Makes 4 servings
1 tablespoon vegetable oil
1 yellow onion, chopped
1 clove garlic, minced
1 celery stalk, chopped
1 carrot, chopped
1 (14.5 ounce) can low-sodium diced tomatoes (including liquid)
1 (16 ounce) can low-sodium chickpeas, drained and rinsed
1/4 cup water
1 package (10 ounces) frozen spinach (or fresh spinach)
1 teaspoon fresh lemon juice (or red wine vinegar)
1/4 teaspoon crushed red pepper flakes
- Put a pan on the stove on medium-high heat. When the pan is hot, add oil.
- Add onion, garlic, celery and carrot. Cook about 15 minutes until the mixture is soft and the onions are lightly browned.
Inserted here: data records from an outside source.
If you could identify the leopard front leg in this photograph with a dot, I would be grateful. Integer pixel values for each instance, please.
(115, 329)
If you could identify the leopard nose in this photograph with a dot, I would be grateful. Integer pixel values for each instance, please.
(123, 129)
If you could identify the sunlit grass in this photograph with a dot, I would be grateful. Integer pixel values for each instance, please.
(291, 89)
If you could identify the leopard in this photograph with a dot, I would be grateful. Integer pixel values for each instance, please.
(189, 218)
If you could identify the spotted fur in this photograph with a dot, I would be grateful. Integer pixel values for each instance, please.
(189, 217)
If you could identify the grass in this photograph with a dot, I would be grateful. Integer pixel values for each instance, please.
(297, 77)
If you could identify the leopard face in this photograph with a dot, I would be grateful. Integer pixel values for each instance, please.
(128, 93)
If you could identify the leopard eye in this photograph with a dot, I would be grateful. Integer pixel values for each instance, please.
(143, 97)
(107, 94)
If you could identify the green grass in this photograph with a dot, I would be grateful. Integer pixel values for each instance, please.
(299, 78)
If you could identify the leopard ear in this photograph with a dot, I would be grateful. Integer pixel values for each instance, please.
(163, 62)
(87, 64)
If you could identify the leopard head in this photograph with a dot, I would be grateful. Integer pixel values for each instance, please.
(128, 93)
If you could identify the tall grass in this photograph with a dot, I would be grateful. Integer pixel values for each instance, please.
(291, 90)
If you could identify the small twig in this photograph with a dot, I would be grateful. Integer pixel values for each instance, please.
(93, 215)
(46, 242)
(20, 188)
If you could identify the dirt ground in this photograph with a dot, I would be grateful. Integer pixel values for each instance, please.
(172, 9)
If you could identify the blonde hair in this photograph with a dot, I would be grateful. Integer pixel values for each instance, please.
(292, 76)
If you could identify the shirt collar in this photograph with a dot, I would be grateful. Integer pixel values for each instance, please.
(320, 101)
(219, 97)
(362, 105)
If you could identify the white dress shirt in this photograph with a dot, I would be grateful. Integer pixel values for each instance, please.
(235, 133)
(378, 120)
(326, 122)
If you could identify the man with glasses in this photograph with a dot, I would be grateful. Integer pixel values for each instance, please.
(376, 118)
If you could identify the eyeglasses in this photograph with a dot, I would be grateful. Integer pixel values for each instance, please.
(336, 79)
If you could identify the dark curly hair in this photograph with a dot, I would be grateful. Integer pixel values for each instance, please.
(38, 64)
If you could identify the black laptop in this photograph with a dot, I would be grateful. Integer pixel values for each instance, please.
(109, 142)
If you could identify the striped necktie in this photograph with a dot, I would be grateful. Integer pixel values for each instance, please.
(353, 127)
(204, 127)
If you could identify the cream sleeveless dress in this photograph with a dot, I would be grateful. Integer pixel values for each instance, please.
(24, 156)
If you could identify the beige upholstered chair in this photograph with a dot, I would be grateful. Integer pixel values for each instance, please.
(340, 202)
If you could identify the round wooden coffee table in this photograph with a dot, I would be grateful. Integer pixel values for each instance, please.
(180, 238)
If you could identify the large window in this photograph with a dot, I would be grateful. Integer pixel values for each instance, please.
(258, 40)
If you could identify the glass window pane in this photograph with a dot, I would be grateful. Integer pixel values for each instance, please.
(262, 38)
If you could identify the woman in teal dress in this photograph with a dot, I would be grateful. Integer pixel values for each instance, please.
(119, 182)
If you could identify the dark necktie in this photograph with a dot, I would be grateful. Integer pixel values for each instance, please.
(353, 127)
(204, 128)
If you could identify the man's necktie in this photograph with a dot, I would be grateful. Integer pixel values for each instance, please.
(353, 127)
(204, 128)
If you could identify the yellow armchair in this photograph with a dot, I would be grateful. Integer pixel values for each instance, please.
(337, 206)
- Raise the heat to high and add the tomatoes, beans and water. Cook for 5 minutes. Lower the heat to low and top the mixture with the spinach (don’t worry about stirring). Cover and cook until the spinach has thawed and heated throughout, about 10 minutes. Stir well.
- Add the lemon juice and red pepper flakes and stir thoroughly.
- Serve with cooked quinoa or brown rice.
Tip: Other greens such as kale, collards or swiss chard would work in this recipe as well.